Normal distributions enable researchers to analyze and compare scores and find out the proportion of individuals who fall above or below a score. If a data set is Normal, there are many calculations that can be performed and scores can be standardized to make comparisons easier. This topic will explain how to define and describe density curves, measure position using percentiles and z-scores, describe Normal distributions, apply the 68-95-99.7 Rule, and perform Normal calculations.
Hypothesis testing is a common goal shared by all inferential statistics. This presentation discusses the logic of hypothesis testing and important related concepts including errors, alpha, effect sizes, and statistical power. This presentation includes a detailed example of the process used for hypothesis testing. Although the provided example is set within the context of z scores, the concepts described are generalizable to other inferential techniques.
II. Data Collection & Management
Sampling & Data Collection
The following presentation discusses the difference between populations and samples, and describes several sample selection procedures. The presentation also includes a brief description of data collection procedures, such as surveys.
Data Management in SPSS
The following software tutorials demonstrate how to create or open a data file, how to define variables, and how to enter new data in SPSS. Further, the tutorials demonstrate how to conduct basic data management procedures such as the selecting a subset of individuals, recoding variables, or computing new variables.
III. Univariate & Bivariate Analyses
Exploratory or descriptive analyses enable researchers to analyze and describe their data prior to running any statistical tests. They are always the first steps in analyzing data. Statistics measuring spread, central tendency, or frequency can be used to provide an overall description of the data without forcing researchers to look at every value in the set. Additionally, various charts can be used to illustrate the distribution of quantitative or categorical variables.
- Exploratory Statistics
Descriptive statistics enable researchers to analyze and describe their data prior to running any statistical tests. Measures of central tendency and variance explain a data set without forcing researchers to look at every value in the set. This topic will explain how to find measures of central tendency, including mean, median, and mode, and measures of spread, including quartiles and standard deviation. Descriptive analyses are always the first steps in analyzing data.

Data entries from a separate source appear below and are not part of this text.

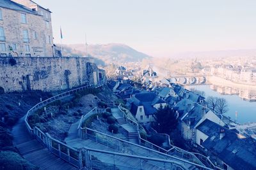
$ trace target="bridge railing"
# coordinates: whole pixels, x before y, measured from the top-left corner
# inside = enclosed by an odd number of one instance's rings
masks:
[[[121,113],[121,114],[122,114],[123,117],[126,118],[127,121],[128,122],[130,122],[130,124],[132,124],[136,127],[138,133],[139,134],[138,139],[139,139],[140,145],[154,150],[157,150],[158,152],[160,152],[170,155],[178,156],[180,158],[184,159],[186,160],[188,160],[191,162],[193,162],[193,163],[195,163],[195,164],[197,164],[199,165],[202,165],[202,166],[204,165],[204,164],[203,164],[202,162],[202,161],[196,155],[195,155],[193,153],[192,153],[191,152],[187,152],[184,150],[182,150],[181,148],[177,148],[177,147],[176,147],[175,146],[172,146],[172,145],[171,146],[172,148],[167,150],[164,148],[163,148],[162,147],[160,147],[154,143],[152,143],[144,139],[142,139],[140,135],[138,124],[136,122],[129,119],[127,117],[126,114],[122,110],[121,104],[119,104],[118,108],[120,110],[120,113]]]
[[[159,152],[158,152],[157,150],[159,147],[152,143],[150,144],[154,145],[152,148],[157,147],[155,148],[156,150],[116,138],[112,136],[98,132],[88,127],[81,128],[81,130],[83,133],[83,136],[84,137],[84,139],[90,139],[96,143],[114,149],[119,153],[136,156],[159,158],[164,160],[172,159],[177,162],[184,162],[190,164],[191,166],[194,166],[199,169],[211,169],[211,168],[204,166],[204,164],[202,163],[200,164],[199,162],[196,162],[196,161],[190,161],[189,159],[185,157],[182,159],[181,157],[175,157],[175,155],[166,154],[165,153],[167,153],[168,151],[163,148],[160,148],[161,150]]]
[[[50,98],[46,99],[46,100],[41,101],[41,102],[38,103],[38,104],[36,104],[36,105],[35,105],[33,108],[31,108],[30,110],[29,110],[27,111],[27,113],[26,114],[26,117],[25,117],[25,120],[24,120],[26,126],[27,127],[27,129],[28,129],[29,134],[31,136],[33,136],[34,133],[35,133],[34,130],[30,126],[30,125],[29,124],[29,121],[28,121],[29,117],[33,113],[34,111],[35,111],[36,110],[37,110],[40,108],[42,108],[44,106],[46,106],[48,103],[55,101],[57,99],[60,99],[63,97],[66,97],[69,96],[72,96],[72,95],[74,94],[75,93],[78,92],[79,91],[84,90],[89,88],[99,88],[99,87],[102,86],[103,85],[104,85],[105,82],[106,82],[106,79],[104,78],[102,81],[98,82],[98,83],[96,85],[94,83],[92,83],[92,84],[84,85],[84,86],[83,86],[81,87],[78,87],[78,88],[63,92],[61,94],[58,94],[56,96],[54,96],[52,97],[50,97]]]

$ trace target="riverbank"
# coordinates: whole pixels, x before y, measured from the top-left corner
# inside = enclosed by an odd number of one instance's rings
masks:
[[[256,85],[247,85],[243,84],[240,83],[236,83],[234,81],[231,81],[229,80],[227,80],[223,78],[218,77],[218,76],[208,76],[207,78],[208,84],[214,84],[221,86],[230,86],[230,87],[236,87],[243,89],[248,89],[252,90],[256,90]]]

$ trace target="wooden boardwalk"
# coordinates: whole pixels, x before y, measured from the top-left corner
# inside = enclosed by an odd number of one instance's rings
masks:
[[[32,139],[25,125],[24,117],[20,118],[13,127],[13,145],[20,155],[40,169],[74,170],[77,168],[51,153],[36,139]]]

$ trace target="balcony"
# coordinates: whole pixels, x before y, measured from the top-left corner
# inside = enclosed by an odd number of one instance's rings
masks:
[[[5,42],[6,37],[5,36],[0,36],[0,41]]]
[[[23,42],[25,43],[29,43],[29,38],[23,38]]]

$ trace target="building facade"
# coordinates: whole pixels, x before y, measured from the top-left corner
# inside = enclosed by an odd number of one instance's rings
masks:
[[[0,1],[1,56],[56,56],[51,13],[30,0]]]

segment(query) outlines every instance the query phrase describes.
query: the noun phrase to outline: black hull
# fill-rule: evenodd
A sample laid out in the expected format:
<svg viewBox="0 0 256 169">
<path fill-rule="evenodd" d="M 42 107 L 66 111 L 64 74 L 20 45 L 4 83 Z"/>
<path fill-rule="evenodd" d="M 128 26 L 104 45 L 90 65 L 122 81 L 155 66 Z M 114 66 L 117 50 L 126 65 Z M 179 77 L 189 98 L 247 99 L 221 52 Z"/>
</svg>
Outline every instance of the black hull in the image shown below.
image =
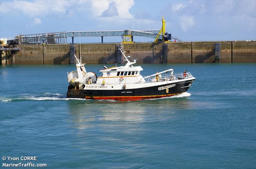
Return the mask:
<svg viewBox="0 0 256 169">
<path fill-rule="evenodd" d="M 81 98 L 91 99 L 133 100 L 172 96 L 186 92 L 191 85 L 194 79 L 168 84 L 175 84 L 175 86 L 159 90 L 158 88 L 166 86 L 164 84 L 160 85 L 142 88 L 122 90 L 88 90 L 70 88 L 69 86 L 67 94 L 68 98 Z"/>
</svg>

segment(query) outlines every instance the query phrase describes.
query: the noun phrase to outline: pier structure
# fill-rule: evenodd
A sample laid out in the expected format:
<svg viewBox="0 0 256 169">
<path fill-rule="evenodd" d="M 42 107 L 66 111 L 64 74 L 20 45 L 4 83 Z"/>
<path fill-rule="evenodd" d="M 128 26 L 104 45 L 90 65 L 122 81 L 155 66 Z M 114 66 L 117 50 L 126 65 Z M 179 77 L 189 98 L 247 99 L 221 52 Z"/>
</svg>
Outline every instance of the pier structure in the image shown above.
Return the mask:
<svg viewBox="0 0 256 169">
<path fill-rule="evenodd" d="M 15 53 L 20 50 L 20 47 L 12 46 L 0 45 L 1 65 L 14 65 Z"/>
<path fill-rule="evenodd" d="M 0 62 L 2 65 L 14 64 L 15 55 L 15 65 L 72 64 L 75 54 L 88 64 L 121 63 L 123 59 L 117 47 L 120 44 L 17 45 L 17 50 L 1 48 Z M 137 62 L 140 64 L 256 62 L 255 40 L 123 45 L 127 55 L 132 59 L 138 59 Z"/>
<path fill-rule="evenodd" d="M 50 44 L 68 44 L 67 38 L 71 37 L 72 39 L 72 44 L 73 44 L 75 37 L 101 37 L 101 43 L 103 43 L 103 38 L 104 36 L 124 37 L 124 37 L 125 37 L 128 36 L 133 39 L 133 36 L 138 36 L 155 39 L 157 36 L 159 31 L 159 30 L 126 30 L 124 31 L 115 31 L 63 32 L 19 35 L 16 36 L 15 38 L 19 45 L 43 43 Z M 125 40 L 124 40 L 124 42 L 125 42 Z M 132 41 L 133 41 L 132 40 Z"/>
</svg>

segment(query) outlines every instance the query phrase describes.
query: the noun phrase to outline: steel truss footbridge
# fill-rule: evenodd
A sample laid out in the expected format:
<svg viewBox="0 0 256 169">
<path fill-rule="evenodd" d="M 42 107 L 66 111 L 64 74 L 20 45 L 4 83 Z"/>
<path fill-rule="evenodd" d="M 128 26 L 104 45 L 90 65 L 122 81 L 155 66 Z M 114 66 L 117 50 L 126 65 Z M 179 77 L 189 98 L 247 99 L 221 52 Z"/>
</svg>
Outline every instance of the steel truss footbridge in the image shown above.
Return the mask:
<svg viewBox="0 0 256 169">
<path fill-rule="evenodd" d="M 155 39 L 159 32 L 160 30 L 146 30 L 136 31 L 124 30 L 117 31 L 75 31 L 70 32 L 60 32 L 53 33 L 45 33 L 20 35 L 16 36 L 15 39 L 18 40 L 19 44 L 66 44 L 68 43 L 67 38 L 72 38 L 72 43 L 74 43 L 75 37 L 101 37 L 101 43 L 103 43 L 103 37 L 104 36 L 130 36 L 132 41 L 133 41 L 133 36 L 138 36 L 152 39 Z"/>
</svg>

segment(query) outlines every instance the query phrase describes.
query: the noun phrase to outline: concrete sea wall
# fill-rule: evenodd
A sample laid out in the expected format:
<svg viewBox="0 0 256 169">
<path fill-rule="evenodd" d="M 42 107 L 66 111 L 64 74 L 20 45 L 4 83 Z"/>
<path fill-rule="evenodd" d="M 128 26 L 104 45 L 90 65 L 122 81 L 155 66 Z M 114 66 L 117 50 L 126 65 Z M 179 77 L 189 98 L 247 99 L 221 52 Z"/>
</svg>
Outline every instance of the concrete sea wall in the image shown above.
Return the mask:
<svg viewBox="0 0 256 169">
<path fill-rule="evenodd" d="M 218 51 L 215 49 L 217 43 L 220 44 Z M 73 53 L 87 64 L 121 63 L 123 58 L 117 47 L 120 44 L 18 45 L 20 51 L 0 51 L 1 63 L 2 65 L 69 64 L 72 61 L 70 46 L 75 46 Z M 163 45 L 168 46 L 164 51 Z M 124 46 L 126 55 L 131 56 L 131 59 L 138 59 L 139 63 L 256 62 L 255 41 L 136 43 L 124 44 Z M 216 53 L 220 55 L 216 56 Z"/>
</svg>

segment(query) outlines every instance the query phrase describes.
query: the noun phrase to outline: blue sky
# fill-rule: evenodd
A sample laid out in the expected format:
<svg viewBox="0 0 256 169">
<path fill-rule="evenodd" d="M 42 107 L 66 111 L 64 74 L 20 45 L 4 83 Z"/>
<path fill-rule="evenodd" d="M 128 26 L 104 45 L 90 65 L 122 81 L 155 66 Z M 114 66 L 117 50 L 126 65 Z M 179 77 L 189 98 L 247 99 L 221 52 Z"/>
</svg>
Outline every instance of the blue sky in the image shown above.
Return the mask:
<svg viewBox="0 0 256 169">
<path fill-rule="evenodd" d="M 235 26 L 236 40 L 256 39 L 255 0 L 0 0 L 0 38 L 64 31 L 160 29 L 162 15 L 167 31 L 184 40 L 234 40 Z M 154 40 L 134 38 L 135 41 Z M 75 40 L 100 42 L 101 39 Z M 119 37 L 104 37 L 106 42 L 122 40 Z"/>
</svg>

Charts and figures are often used for exploratory purposes. Depending on the nature of the data, different types of graphical representations can be used to summarize information. The narrated presentation discusses the components of a data set (individuals and variables) and explains the differences between different types of variables. Several methods to graphically summarize the data are then described for each type of variable. The software tutorials show how to generate different types of graphs in SPSS.

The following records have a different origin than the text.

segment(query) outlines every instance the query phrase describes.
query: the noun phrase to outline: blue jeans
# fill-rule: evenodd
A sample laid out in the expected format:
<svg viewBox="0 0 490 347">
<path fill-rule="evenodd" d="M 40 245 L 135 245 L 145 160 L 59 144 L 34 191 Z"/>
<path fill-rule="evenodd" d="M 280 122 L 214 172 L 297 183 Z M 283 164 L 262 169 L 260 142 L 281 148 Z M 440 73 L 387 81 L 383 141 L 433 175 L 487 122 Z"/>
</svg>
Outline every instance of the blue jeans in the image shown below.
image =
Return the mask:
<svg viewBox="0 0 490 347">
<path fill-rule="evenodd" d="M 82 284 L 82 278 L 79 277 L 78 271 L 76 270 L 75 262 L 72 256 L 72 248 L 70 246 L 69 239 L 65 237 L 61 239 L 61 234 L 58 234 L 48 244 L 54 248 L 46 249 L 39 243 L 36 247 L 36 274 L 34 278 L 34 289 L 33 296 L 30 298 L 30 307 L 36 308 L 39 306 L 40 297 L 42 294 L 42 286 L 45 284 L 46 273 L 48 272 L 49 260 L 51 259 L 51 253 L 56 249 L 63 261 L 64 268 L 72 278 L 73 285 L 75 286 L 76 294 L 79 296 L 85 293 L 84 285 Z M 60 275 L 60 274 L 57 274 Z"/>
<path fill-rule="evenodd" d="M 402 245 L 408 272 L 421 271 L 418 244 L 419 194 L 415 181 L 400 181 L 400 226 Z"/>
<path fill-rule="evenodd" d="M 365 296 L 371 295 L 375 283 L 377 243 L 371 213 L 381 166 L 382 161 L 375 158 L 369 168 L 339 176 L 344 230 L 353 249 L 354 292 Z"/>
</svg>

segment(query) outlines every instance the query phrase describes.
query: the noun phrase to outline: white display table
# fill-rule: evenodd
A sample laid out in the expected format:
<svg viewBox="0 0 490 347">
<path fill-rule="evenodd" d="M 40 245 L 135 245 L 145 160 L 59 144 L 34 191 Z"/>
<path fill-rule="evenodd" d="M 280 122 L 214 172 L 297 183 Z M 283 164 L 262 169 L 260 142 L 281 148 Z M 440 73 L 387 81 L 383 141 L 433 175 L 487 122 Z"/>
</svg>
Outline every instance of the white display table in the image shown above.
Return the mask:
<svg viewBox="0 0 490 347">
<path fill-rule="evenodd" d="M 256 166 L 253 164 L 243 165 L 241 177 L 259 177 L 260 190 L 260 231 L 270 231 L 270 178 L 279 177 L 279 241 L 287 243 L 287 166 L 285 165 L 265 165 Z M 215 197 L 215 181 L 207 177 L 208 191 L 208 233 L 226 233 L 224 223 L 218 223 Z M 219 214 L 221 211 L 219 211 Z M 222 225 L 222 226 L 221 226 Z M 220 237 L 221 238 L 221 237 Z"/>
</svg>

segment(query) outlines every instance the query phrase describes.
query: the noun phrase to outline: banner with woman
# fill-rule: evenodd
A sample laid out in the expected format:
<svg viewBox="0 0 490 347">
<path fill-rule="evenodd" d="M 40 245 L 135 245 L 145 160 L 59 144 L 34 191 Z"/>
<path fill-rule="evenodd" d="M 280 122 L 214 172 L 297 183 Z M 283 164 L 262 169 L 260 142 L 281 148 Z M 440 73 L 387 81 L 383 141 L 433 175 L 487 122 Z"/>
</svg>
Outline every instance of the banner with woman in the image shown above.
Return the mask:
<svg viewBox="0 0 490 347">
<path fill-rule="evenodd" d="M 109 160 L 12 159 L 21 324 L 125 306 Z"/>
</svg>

Scatterplots & Correlations
Scatterplots and correlation coefficients are measures of association between two quantitative variables. For instance, researchers may want to know whether an increased amount of time spent on homework is associated with higher scores on a standardized test. Scatterplots provide descriptive information on the direction, form, and strength of the relationship between the two variables by representing individuals as points on a two-dimensional graph. These points may aggregate to describe a linear relationship, curvilinear relationship, or no relationship. Scatterplots may also indicate whether there is positive or negative association between variables, and suggest the strength of their relationship. A positive association means that high values in one variable are associated with high values in the other variable, whereas a negative association shows that high values in one variable are associated with low values in the other variable (e.g. the relationship between poverty and student achievement).
Simple Linear Regression
Simple linear regression allows researchers to predict or explain the variance of a response variable using a predictor variable. For instance, simple linear regression may be used in educational research to predict college GPA based on SAT scores. The narrated presentation bellow provides an introduction to the topic of simple linear regression. It discusses basic concepts related to simple linear regression, the assumptions on which this procedure is based, and how to interpret and use the regression equation. The software tutorial demonstrates how to conduct a simple linear regression in SPSS.

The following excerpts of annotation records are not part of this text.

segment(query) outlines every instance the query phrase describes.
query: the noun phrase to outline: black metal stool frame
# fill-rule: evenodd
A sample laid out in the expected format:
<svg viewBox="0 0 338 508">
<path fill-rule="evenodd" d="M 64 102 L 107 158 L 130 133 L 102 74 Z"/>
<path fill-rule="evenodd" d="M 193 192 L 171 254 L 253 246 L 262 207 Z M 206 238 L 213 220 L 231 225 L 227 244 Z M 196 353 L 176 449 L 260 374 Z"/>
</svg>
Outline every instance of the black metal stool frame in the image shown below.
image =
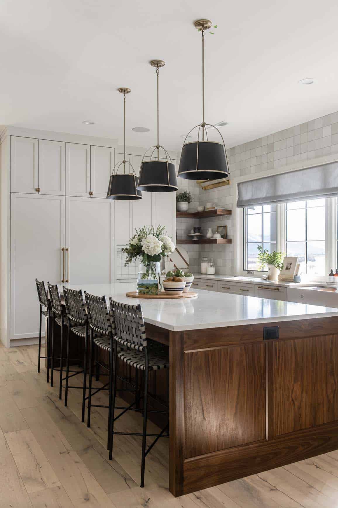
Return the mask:
<svg viewBox="0 0 338 508">
<path fill-rule="evenodd" d="M 114 434 L 117 434 L 120 435 L 132 435 L 132 436 L 142 436 L 142 457 L 141 457 L 141 481 L 140 481 L 140 487 L 143 487 L 144 486 L 144 468 L 145 468 L 145 457 L 149 453 L 150 451 L 152 450 L 153 447 L 154 446 L 155 443 L 157 442 L 160 437 L 169 437 L 169 432 L 168 432 L 168 429 L 169 428 L 169 421 L 168 424 L 166 426 L 162 429 L 162 430 L 160 432 L 159 434 L 154 434 L 154 433 L 147 433 L 146 432 L 146 426 L 147 426 L 147 411 L 149 410 L 149 412 L 157 412 L 157 413 L 164 413 L 168 415 L 168 411 L 155 411 L 154 410 L 148 409 L 148 404 L 147 404 L 147 398 L 148 398 L 148 374 L 149 371 L 149 357 L 148 353 L 148 347 L 146 339 L 146 336 L 145 334 L 145 329 L 144 327 L 144 322 L 143 321 L 143 315 L 142 314 L 142 310 L 141 308 L 141 305 L 139 304 L 137 305 L 130 305 L 127 304 L 120 303 L 119 302 L 116 302 L 114 301 L 112 298 L 109 299 L 110 302 L 110 314 L 114 316 L 114 319 L 115 320 L 115 325 L 116 327 L 116 334 L 114 335 L 114 340 L 115 341 L 115 345 L 114 348 L 114 360 L 113 360 L 113 366 L 112 366 L 112 400 L 111 401 L 111 407 L 114 408 L 115 406 L 115 399 L 116 397 L 116 370 L 117 370 L 117 344 L 120 344 L 125 346 L 127 346 L 128 349 L 129 348 L 132 348 L 137 351 L 140 352 L 143 352 L 144 353 L 144 394 L 143 394 L 143 407 L 142 409 L 134 409 L 133 410 L 135 411 L 140 411 L 143 413 L 143 430 L 142 432 L 119 432 L 114 431 L 114 422 L 115 422 L 118 418 L 120 418 L 123 415 L 124 415 L 127 411 L 129 409 L 132 408 L 131 406 L 136 404 L 137 402 L 137 397 L 136 397 L 136 400 L 135 402 L 132 404 L 130 406 L 127 407 L 121 408 L 121 409 L 124 409 L 118 416 L 114 418 L 114 409 L 112 409 L 112 415 L 110 418 L 110 427 L 109 429 L 109 459 L 111 460 L 112 458 L 112 442 L 113 442 L 113 437 Z M 131 323 L 131 326 L 130 327 L 129 330 L 132 330 L 131 333 L 129 333 L 128 330 L 123 330 L 124 324 L 122 322 L 122 320 L 121 319 L 120 316 L 117 315 L 118 313 L 121 311 L 121 309 L 124 309 L 125 311 L 127 311 L 126 314 L 127 315 L 130 314 L 130 315 L 133 314 L 133 317 L 135 319 L 135 322 Z M 131 320 L 130 321 L 132 321 Z M 137 328 L 138 328 L 138 330 Z M 124 336 L 124 338 L 122 338 L 122 336 Z M 136 366 L 133 366 L 135 367 L 136 370 L 138 370 Z M 159 368 L 160 366 L 159 366 Z M 155 370 L 155 369 L 154 369 Z M 168 418 L 169 420 L 169 418 Z M 165 433 L 166 433 L 165 434 Z M 153 441 L 150 446 L 146 450 L 146 439 L 147 436 L 154 437 L 155 437 L 155 440 Z"/>
<path fill-rule="evenodd" d="M 35 284 L 36 284 L 36 289 L 37 290 L 37 297 L 39 298 L 39 303 L 40 307 L 40 326 L 39 326 L 39 352 L 38 352 L 38 359 L 37 359 L 37 372 L 40 372 L 40 360 L 41 358 L 47 359 L 47 383 L 49 383 L 49 354 L 48 351 L 48 340 L 50 337 L 50 323 L 51 323 L 51 313 L 52 310 L 52 307 L 51 306 L 51 301 L 48 298 L 47 295 L 47 292 L 46 290 L 46 287 L 45 286 L 45 282 L 43 280 L 40 281 L 37 279 L 35 279 Z M 46 307 L 47 308 L 47 311 L 44 311 L 42 310 L 43 307 Z M 47 312 L 47 315 L 46 315 Z M 46 337 L 45 339 L 45 348 L 46 352 L 45 356 L 41 356 L 41 332 L 42 329 L 42 316 L 43 315 L 47 319 L 47 328 L 46 330 Z"/>
</svg>

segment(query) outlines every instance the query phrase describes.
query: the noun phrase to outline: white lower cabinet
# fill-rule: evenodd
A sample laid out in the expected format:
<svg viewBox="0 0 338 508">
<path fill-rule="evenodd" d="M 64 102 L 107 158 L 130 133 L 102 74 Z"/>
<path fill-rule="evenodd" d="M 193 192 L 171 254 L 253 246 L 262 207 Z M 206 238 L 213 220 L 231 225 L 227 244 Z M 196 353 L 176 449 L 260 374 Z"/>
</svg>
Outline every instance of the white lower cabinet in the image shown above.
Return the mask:
<svg viewBox="0 0 338 508">
<path fill-rule="evenodd" d="M 109 199 L 66 197 L 65 272 L 70 284 L 114 281 L 114 207 Z"/>
<path fill-rule="evenodd" d="M 192 282 L 192 289 L 205 289 L 208 291 L 218 291 L 217 280 L 194 278 Z"/>
<path fill-rule="evenodd" d="M 264 284 L 255 284 L 255 296 L 270 300 L 287 301 L 287 288 L 282 286 L 272 286 Z"/>
<path fill-rule="evenodd" d="M 220 293 L 232 293 L 245 296 L 255 296 L 255 287 L 253 284 L 233 284 L 226 281 L 218 281 L 218 291 Z"/>
<path fill-rule="evenodd" d="M 39 335 L 35 279 L 61 279 L 64 212 L 63 196 L 11 195 L 11 339 Z"/>
</svg>

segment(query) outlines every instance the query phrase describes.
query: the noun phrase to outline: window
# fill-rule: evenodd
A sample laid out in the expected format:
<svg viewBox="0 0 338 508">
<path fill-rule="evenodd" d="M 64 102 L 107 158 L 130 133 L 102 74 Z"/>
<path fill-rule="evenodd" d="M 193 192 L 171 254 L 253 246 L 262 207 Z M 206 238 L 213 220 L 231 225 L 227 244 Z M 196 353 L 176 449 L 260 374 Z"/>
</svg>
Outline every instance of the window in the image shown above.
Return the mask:
<svg viewBox="0 0 338 508">
<path fill-rule="evenodd" d="M 276 250 L 276 205 L 245 208 L 244 219 L 244 269 L 257 270 L 258 246 L 261 245 L 269 252 Z"/>
<path fill-rule="evenodd" d="M 325 274 L 325 200 L 286 204 L 286 254 L 310 275 Z"/>
<path fill-rule="evenodd" d="M 269 252 L 297 257 L 303 275 L 323 280 L 338 266 L 337 201 L 321 198 L 244 208 L 243 275 L 259 271 L 257 247 L 261 245 Z"/>
</svg>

z Procedures: Confidence Intervals for the Population Mean
A confidence interval is a range of values that a parameter may take in the population. This range is estimated using information collected from a sample, such as the mean, the degree to which values vary across individuals, or the sample size. For instance, a researcher may be interested in estimating the achievement motivation of first year college students. The researcher must select a random sample of students, administer a motivation scale, and then compute an average score for the entire sample. Results from the sample can then be used to make an inference about the motivation of the entire population of first year college students. The narrated presentation bellow provides an introduction to the topic of confidence intervals and demonstrates how to estimate the population mean of a normally distributed variable after computing the mean for a specific sample. The software tutorial shows how to calculate confidence intervals using SPSS.
z Procedures: Testing a Hypothesis about the Population Mean
A hypothesis is a statement about a parameter such as the population proportion or the population mean. To determine whether this statement is true, researchers use tests of significance to compare observed values of a statistic to the given parameters. Results from such tests show whether the difference between the sample statistic and the given parameter are statistically significant. The results of a significance test are expressed in terms of a probability that indicates the extent to which data from the sample and the hypothesis agree. The narrated presentation provides an introduction to this topic. It demonstrates how to formulate hypotheses, and how to conduct a test of significance for a population mean using the properties of the normal distribution.
z Procedures: Practical Issues
To be able to use the z procedures, certain assumption must be met. First, data should have a normal distribution. Second, the sample must have an adequate size, and individuals must be randomly selected. However, these conditions are often difficult to meet in practice. The following narrated presentation describes the necessary conditions for making inferences based on the z procedures, demonstrates how to determine the sample size needed for a certain level of error, and discusses the notions of Type I and Type II error, and the power of a significance test.
t Procedures: Inferences about the Population Mean
t procedures are very similar to the z procedures and are used when the distribution of the data are not perfectly normal, and when the population standard deviation of a variable is unknown. The interpretation of t scores is similar to the interpretation of z scores. However, the t distribution has a slightly different shape. It is symmetric, but not normal. It has a single peak, and a mean of 0, which is the center of the distribution, but that tails are higher and fatter, and the distribution has more spread. Further, the t distribution looks different for different sample sizes. The following presentation describes the properties of the t distribution, and demonstrates how to use t scores to make inferences about a population mean and to compare matched samples. The software tutorials show how to conduct these procedures in SPSS.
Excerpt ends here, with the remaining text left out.